レベル2 大天使ミカエルと下級天使オッペケペー
大広間には数百人の天使が整然と並んでおりました。天界の朝の日常の光景です。
そこへ、雲にのったゼウス様が現れ、マイクで朝礼を行いました。
「あーあー、こほん。みなさん、おはよう」
「おはようございます!!」
今日も元気いっぱいの天使たちです。
「では、諸君。今日も一日、がんばって人間界を見守ろうぞ」
「はい!!」
天使たちの輝かしい笑顔がまぶしく光ります。
「ああ、そうそう。見守るといえばの、この前、民家からお魚くわえたドラ猫が飛び出して行ったのを目撃しての、そのドラ猫を追いかけて裸足で駆け出していく主婦がおっての、ワシ、もう笑った笑った……」
「そのまま笑い死にさせましょうか?」
「あ、うん……いいです」
私は、手に持った魔法のステッキをしまいました。
「では解散。各自、持ち場についてください」
私の号令で、天使たちは各々の担当エリアへ飛んでいきました。
そうそう、少し天界について説明をしておきましょう。私たち天使は人間界を見守ることが仕事です。

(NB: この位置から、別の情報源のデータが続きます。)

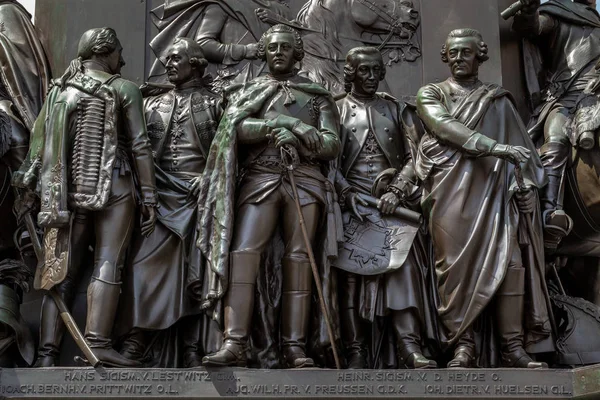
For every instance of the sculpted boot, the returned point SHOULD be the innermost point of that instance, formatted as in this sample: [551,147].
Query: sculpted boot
[295,312]
[52,330]
[103,300]
[509,321]
[464,353]
[191,342]
[557,224]
[408,335]
[134,345]
[352,332]
[239,305]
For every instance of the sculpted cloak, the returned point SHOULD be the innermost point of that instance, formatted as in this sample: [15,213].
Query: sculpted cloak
[473,219]
[216,211]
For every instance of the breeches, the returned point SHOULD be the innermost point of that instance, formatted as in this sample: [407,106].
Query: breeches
[256,222]
[111,228]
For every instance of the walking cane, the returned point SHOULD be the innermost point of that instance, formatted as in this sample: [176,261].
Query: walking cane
[288,155]
[60,304]
[528,224]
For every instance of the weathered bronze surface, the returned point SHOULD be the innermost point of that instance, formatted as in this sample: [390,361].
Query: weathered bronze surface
[299,185]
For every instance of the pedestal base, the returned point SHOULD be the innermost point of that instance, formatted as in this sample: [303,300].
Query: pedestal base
[201,383]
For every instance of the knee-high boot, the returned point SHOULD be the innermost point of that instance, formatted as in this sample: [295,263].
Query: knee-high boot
[352,332]
[134,345]
[239,304]
[557,224]
[464,353]
[509,321]
[408,336]
[103,300]
[295,311]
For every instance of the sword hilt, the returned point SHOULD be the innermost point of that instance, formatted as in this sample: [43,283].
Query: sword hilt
[289,156]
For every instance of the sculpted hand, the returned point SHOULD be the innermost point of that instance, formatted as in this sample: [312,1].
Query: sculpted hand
[352,201]
[388,203]
[252,51]
[530,6]
[195,187]
[148,220]
[311,139]
[514,154]
[526,200]
[283,136]
[25,203]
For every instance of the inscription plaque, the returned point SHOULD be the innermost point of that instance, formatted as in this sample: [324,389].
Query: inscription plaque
[71,383]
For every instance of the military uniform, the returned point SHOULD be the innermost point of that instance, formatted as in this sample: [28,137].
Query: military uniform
[376,135]
[265,199]
[165,270]
[84,161]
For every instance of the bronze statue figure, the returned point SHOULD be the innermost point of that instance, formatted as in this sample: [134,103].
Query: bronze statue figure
[480,175]
[23,84]
[563,46]
[228,31]
[164,274]
[561,52]
[89,146]
[265,115]
[390,25]
[376,134]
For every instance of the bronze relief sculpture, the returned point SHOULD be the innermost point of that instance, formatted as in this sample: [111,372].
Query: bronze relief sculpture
[23,84]
[475,151]
[278,223]
[264,115]
[89,143]
[165,271]
[563,92]
[228,32]
[378,134]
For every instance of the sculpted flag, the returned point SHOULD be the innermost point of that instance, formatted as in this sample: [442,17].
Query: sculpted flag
[377,245]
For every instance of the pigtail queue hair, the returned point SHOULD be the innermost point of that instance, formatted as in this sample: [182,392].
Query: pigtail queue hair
[75,66]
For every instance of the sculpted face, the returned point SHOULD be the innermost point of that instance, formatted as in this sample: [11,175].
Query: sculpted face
[279,48]
[462,57]
[369,70]
[115,60]
[179,69]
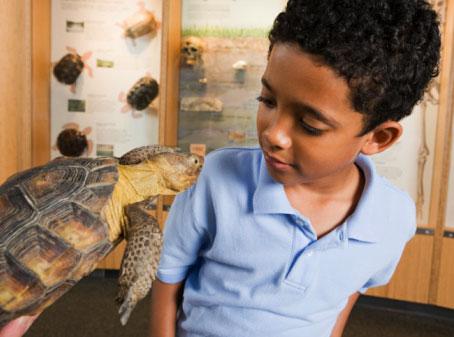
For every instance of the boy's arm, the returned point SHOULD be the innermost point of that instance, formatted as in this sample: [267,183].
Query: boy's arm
[165,301]
[343,316]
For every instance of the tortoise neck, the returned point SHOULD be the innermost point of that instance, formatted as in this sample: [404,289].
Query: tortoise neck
[126,191]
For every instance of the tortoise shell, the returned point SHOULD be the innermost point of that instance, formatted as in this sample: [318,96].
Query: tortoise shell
[51,232]
[143,92]
[68,69]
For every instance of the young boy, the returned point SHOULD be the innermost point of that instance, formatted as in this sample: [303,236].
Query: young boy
[280,240]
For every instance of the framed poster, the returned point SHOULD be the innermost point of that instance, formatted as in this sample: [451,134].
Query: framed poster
[223,56]
[119,43]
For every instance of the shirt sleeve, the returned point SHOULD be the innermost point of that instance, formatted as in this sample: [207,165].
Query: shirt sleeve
[382,277]
[183,238]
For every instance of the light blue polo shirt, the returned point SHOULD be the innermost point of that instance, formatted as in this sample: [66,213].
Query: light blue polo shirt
[253,265]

人間界の各地区に担当エリアの天使がいて、天界より目を光らせて下界を見下ろすのです。
まあ、監視カメラのようなものです。
時には、天使メーターと呼ばれる、邪悪な存在を探知する機械も使います。
これによって、上からでは見れないあくどいことを知ることができます。
とはいえ、補助的なものなのでやはり肝心なのは天使たちの目です。直接見ることが大事なのです。
ただ、ここ最近、人間界に不穏な空気がうずまいているという報告があり、今日も一段と強く目を光らせてもらっております。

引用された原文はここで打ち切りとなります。